The Wellington-run authority that borrows on behalf of councils has proposed their debt limit be raised from 2.5 times income to three times income, but some think this won’t be enough, Dileepa Fonseka reports

The Local Government Funding Agency will put a major debt cap increase to a vote next month. The move will likely free up hundreds of millions of dollars for councils deal with many looming infrastructure projects being done in tandem with the Government, along with calls from small businesses desperate for rates freezes and rates holidays. 

Tauranga Mayor Tenby Powell said the change would allow his council to carry out $200m in improvements that would be “inconceivable” if the cap remained unchanged.

“Tauranga is a city that is lacking in thousands of houses. It’s locked up in terms of its roads. The money that we are going to get must be spent on infrastructure,” Powell said.

In a press release on Monday afternoon, LGFA announced it would ask councils to temporarily increase their debt covenants to 300 percent from 250 percent now.
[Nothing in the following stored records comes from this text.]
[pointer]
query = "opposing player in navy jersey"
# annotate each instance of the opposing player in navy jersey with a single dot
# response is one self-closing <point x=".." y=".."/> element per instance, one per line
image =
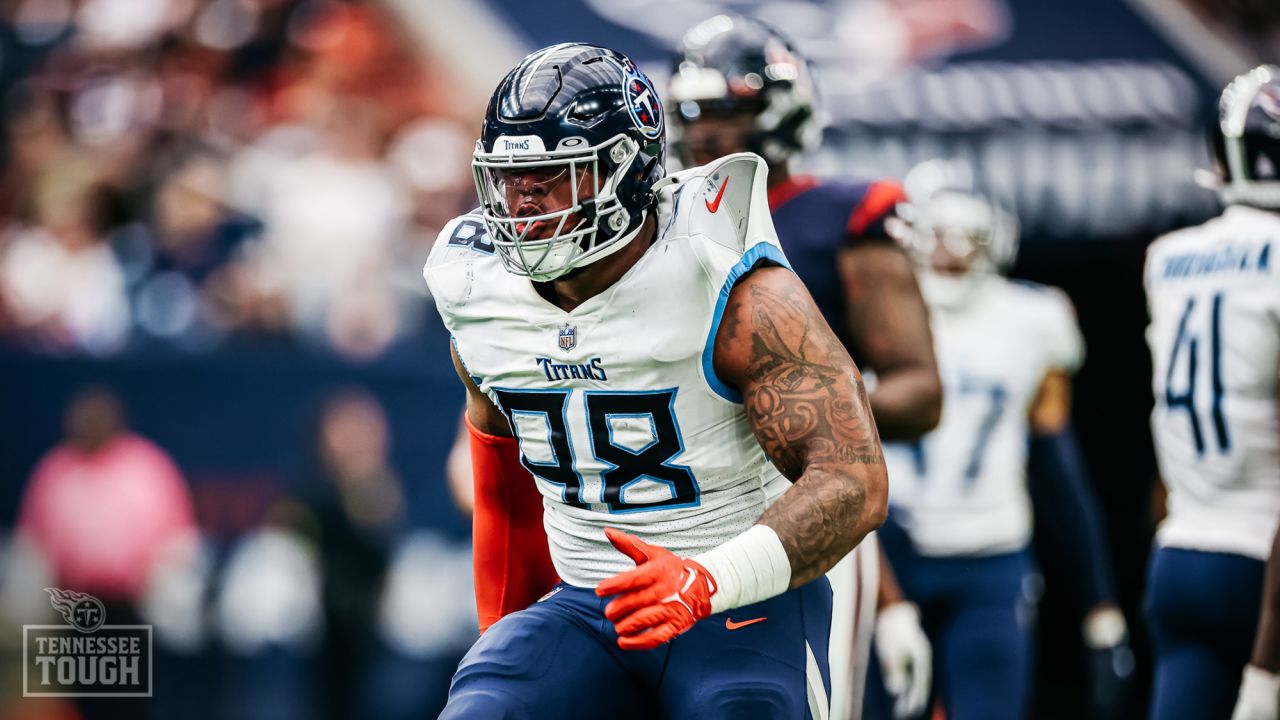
<point x="702" y="443"/>
<point x="739" y="85"/>
<point x="1214" y="295"/>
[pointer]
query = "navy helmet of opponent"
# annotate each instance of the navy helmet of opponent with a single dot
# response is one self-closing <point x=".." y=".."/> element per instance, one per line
<point x="739" y="67"/>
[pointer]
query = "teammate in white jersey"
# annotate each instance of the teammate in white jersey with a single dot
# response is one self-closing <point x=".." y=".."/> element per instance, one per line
<point x="1214" y="295"/>
<point x="960" y="520"/>
<point x="702" y="442"/>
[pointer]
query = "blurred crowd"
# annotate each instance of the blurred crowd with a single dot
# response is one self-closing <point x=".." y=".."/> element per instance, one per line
<point x="332" y="605"/>
<point x="178" y="171"/>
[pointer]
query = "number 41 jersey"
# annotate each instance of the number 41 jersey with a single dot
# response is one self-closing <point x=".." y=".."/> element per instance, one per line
<point x="1214" y="295"/>
<point x="616" y="405"/>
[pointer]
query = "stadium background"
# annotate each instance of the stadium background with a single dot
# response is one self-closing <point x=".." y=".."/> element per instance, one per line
<point x="215" y="212"/>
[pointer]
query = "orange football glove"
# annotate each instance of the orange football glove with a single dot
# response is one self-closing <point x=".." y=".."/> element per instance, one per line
<point x="657" y="601"/>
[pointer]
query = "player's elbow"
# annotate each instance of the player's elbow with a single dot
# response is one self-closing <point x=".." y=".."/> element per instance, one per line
<point x="876" y="509"/>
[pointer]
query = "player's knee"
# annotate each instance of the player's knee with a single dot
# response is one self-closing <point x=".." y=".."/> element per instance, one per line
<point x="764" y="700"/>
<point x="484" y="705"/>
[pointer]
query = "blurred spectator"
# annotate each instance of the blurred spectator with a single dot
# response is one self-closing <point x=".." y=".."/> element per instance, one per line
<point x="359" y="507"/>
<point x="246" y="155"/>
<point x="104" y="506"/>
<point x="58" y="277"/>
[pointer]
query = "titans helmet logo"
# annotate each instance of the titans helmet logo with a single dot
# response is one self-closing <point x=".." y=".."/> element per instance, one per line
<point x="643" y="104"/>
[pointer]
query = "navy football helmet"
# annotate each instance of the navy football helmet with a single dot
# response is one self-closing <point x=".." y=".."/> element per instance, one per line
<point x="730" y="65"/>
<point x="571" y="113"/>
<point x="1247" y="140"/>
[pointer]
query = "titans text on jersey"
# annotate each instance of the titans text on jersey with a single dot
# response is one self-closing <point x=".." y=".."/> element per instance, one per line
<point x="656" y="445"/>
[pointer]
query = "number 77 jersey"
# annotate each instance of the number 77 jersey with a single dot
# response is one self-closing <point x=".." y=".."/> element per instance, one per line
<point x="1214" y="296"/>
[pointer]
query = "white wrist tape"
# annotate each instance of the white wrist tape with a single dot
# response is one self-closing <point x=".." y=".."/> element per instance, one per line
<point x="1105" y="628"/>
<point x="1260" y="689"/>
<point x="750" y="568"/>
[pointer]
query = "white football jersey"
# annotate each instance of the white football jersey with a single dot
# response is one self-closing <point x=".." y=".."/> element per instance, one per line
<point x="1214" y="295"/>
<point x="616" y="404"/>
<point x="961" y="490"/>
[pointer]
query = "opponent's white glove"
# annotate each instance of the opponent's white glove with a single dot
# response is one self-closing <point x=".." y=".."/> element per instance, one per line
<point x="906" y="657"/>
<point x="1260" y="696"/>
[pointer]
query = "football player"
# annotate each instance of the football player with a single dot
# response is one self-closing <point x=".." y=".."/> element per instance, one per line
<point x="1214" y="296"/>
<point x="741" y="86"/>
<point x="1260" y="689"/>
<point x="702" y="441"/>
<point x="960" y="520"/>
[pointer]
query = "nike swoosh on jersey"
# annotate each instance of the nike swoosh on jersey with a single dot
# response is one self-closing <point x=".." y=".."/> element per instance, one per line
<point x="714" y="205"/>
<point x="731" y="625"/>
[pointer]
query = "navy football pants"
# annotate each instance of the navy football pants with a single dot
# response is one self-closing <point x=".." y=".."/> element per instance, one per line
<point x="560" y="660"/>
<point x="1203" y="611"/>
<point x="979" y="616"/>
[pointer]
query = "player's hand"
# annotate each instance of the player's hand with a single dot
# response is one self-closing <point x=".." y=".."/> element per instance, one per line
<point x="1260" y="696"/>
<point x="906" y="657"/>
<point x="657" y="601"/>
<point x="1111" y="661"/>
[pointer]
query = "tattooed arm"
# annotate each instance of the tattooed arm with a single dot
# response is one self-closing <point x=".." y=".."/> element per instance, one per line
<point x="807" y="404"/>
This would apply for the financial years ended 2021 and 2022.

From 2023 onwards, that debt cap would decrease by 5 percent every year until it hit 280 percent in 2026. Councils and the Government will vote on the proposal in June.

Ninety percent of council borrowing is done via the LGFA, where councils raise debt under a covenant that limits their borrowings to 250 percent of revenue. 
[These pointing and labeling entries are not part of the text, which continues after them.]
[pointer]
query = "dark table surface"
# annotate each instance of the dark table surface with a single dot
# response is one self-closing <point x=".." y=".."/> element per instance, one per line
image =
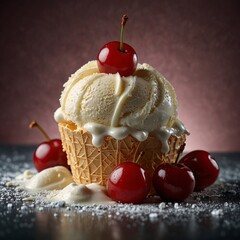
<point x="211" y="214"/>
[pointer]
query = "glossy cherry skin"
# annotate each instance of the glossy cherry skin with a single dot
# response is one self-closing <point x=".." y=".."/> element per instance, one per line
<point x="49" y="154"/>
<point x="173" y="182"/>
<point x="205" y="169"/>
<point x="111" y="60"/>
<point x="128" y="183"/>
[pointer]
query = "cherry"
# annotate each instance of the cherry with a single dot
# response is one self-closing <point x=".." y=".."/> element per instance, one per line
<point x="204" y="167"/>
<point x="173" y="181"/>
<point x="117" y="56"/>
<point x="49" y="153"/>
<point x="128" y="183"/>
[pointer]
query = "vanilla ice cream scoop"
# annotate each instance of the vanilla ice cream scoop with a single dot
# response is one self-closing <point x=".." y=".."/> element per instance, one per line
<point x="108" y="104"/>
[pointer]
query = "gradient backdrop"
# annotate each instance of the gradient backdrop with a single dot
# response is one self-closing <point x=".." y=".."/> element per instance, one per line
<point x="195" y="44"/>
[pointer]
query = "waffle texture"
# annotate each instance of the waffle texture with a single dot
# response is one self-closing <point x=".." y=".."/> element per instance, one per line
<point x="90" y="164"/>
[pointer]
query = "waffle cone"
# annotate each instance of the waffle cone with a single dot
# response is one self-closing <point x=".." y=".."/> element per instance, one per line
<point x="90" y="164"/>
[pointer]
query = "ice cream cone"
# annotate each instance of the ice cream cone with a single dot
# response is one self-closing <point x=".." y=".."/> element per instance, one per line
<point x="90" y="164"/>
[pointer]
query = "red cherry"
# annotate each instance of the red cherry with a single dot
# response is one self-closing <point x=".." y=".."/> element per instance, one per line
<point x="205" y="169"/>
<point x="111" y="59"/>
<point x="117" y="56"/>
<point x="49" y="153"/>
<point x="173" y="182"/>
<point x="128" y="183"/>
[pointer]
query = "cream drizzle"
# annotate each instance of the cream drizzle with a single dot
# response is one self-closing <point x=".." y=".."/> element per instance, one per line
<point x="99" y="131"/>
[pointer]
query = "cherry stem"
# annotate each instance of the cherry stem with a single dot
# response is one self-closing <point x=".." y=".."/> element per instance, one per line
<point x="124" y="20"/>
<point x="180" y="152"/>
<point x="139" y="156"/>
<point x="35" y="124"/>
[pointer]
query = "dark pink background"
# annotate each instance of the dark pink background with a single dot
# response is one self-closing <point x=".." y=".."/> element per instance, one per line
<point x="195" y="44"/>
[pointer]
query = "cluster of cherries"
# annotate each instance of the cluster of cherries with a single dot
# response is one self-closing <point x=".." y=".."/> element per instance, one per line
<point x="129" y="182"/>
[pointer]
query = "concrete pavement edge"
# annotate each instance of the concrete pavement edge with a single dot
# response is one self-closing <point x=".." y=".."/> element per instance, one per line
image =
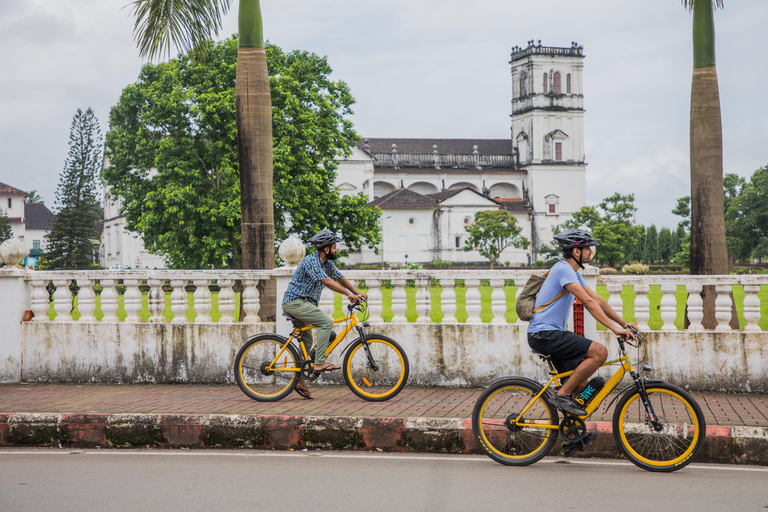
<point x="723" y="444"/>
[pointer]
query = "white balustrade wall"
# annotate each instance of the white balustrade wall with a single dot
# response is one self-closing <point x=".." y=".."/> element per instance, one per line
<point x="456" y="326"/>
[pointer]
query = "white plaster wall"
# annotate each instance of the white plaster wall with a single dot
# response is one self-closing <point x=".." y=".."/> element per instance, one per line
<point x="440" y="355"/>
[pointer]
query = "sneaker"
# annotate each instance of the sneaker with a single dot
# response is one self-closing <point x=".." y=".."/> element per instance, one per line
<point x="567" y="404"/>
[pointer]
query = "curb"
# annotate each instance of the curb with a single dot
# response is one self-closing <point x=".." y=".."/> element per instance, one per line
<point x="723" y="444"/>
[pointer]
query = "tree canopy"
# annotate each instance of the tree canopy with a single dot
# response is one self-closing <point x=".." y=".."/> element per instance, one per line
<point x="172" y="155"/>
<point x="492" y="232"/>
<point x="71" y="243"/>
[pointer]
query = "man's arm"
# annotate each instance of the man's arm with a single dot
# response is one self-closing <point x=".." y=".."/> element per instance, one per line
<point x="596" y="309"/>
<point x="347" y="289"/>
“The proposed changes have been discussed with S&P Global Ratings Australia Pty Limited, Fitch Australia Pty Limited and LGFA’s Shareholders’ Council,” LGFA said in a statement. 

‘It will never be cheaper’

Council debt caps were heavily criticised years before the Covid-19 pandemic ripped long term plan forecasts to shreds.
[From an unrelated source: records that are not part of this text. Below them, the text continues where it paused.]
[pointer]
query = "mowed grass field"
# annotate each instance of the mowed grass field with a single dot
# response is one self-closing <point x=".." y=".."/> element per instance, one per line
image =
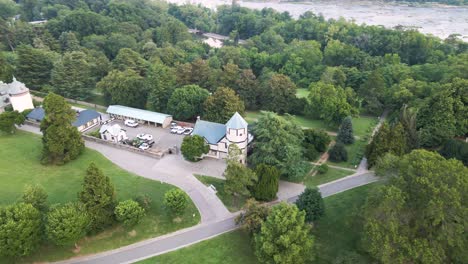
<point x="20" y="166"/>
<point x="335" y="233"/>
<point x="232" y="203"/>
<point x="362" y="125"/>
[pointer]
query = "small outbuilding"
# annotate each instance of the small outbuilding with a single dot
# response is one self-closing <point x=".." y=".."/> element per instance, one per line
<point x="113" y="133"/>
<point x="87" y="119"/>
<point x="139" y="115"/>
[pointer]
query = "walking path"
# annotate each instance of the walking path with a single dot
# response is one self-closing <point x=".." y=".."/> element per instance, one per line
<point x="215" y="220"/>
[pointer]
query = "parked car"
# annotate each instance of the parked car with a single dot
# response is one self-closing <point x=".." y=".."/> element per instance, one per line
<point x="144" y="146"/>
<point x="175" y="129"/>
<point x="180" y="130"/>
<point x="145" y="137"/>
<point x="131" y="123"/>
<point x="188" y="131"/>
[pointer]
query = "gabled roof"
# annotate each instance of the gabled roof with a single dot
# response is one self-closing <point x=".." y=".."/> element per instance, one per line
<point x="212" y="132"/>
<point x="37" y="113"/>
<point x="236" y="122"/>
<point x="17" y="87"/>
<point x="85" y="116"/>
<point x="137" y="113"/>
<point x="113" y="130"/>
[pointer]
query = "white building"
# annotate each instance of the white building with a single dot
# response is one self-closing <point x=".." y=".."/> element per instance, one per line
<point x="16" y="94"/>
<point x="219" y="137"/>
<point x="113" y="133"/>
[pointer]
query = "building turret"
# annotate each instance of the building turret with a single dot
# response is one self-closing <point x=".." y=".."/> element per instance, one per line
<point x="237" y="133"/>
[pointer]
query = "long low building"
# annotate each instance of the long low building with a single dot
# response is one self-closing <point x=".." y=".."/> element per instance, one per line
<point x="139" y="115"/>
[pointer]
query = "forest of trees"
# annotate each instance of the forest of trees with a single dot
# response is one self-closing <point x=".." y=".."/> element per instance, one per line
<point x="139" y="53"/>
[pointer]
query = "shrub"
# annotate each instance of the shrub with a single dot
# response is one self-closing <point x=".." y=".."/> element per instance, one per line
<point x="312" y="203"/>
<point x="338" y="153"/>
<point x="129" y="212"/>
<point x="266" y="187"/>
<point x="322" y="169"/>
<point x="345" y="133"/>
<point x="193" y="147"/>
<point x="144" y="200"/>
<point x="176" y="201"/>
<point x="66" y="224"/>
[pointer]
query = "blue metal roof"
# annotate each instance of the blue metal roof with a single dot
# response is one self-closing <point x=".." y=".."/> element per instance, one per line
<point x="85" y="116"/>
<point x="136" y="113"/>
<point x="37" y="114"/>
<point x="212" y="132"/>
<point x="236" y="122"/>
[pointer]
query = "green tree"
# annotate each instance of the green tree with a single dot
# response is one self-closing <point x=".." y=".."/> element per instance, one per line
<point x="284" y="237"/>
<point x="9" y="120"/>
<point x="311" y="202"/>
<point x="34" y="66"/>
<point x="20" y="230"/>
<point x="420" y="215"/>
<point x="124" y="88"/>
<point x="61" y="142"/>
<point x="176" y="201"/>
<point x="278" y="91"/>
<point x="253" y="216"/>
<point x="220" y="106"/>
<point x="280" y="147"/>
<point x="267" y="185"/>
<point x="66" y="224"/>
<point x="129" y="59"/>
<point x="338" y="152"/>
<point x="194" y="147"/>
<point x="129" y="212"/>
<point x="186" y="102"/>
<point x="71" y="76"/>
<point x="161" y="83"/>
<point x="98" y="197"/>
<point x="239" y="179"/>
<point x="329" y="103"/>
<point x="36" y="196"/>
<point x="345" y="132"/>
<point x="386" y="140"/>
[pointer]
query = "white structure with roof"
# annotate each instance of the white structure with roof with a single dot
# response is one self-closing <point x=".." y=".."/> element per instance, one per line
<point x="113" y="133"/>
<point x="219" y="137"/>
<point x="139" y="115"/>
<point x="16" y="94"/>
Covid-19 only made things worse, with pressure falling on councils to meet zero rates rise pledges or defer rates.

High growth councils like Auckland, Hamilton, and Tauranga found themselves within spitting distance of debt limits as runaway population growth required them to make major upfront investments in infrastructure. 

LGNZ President Dave Cull said his organisation welcomed LGFA’s announcement that the caps would be raised.

“While it’s taken Covid to do this, it’s been talked about as needed – especially for growth councils – for quite some time.”

“If you’re going to be investing in long-term infrastructure this is the perfect time to be borrowing to do it, because it will never be cheaper,” he said.

Debt cap criticism

Council debt caps have attracted a growing chorus of criticism. 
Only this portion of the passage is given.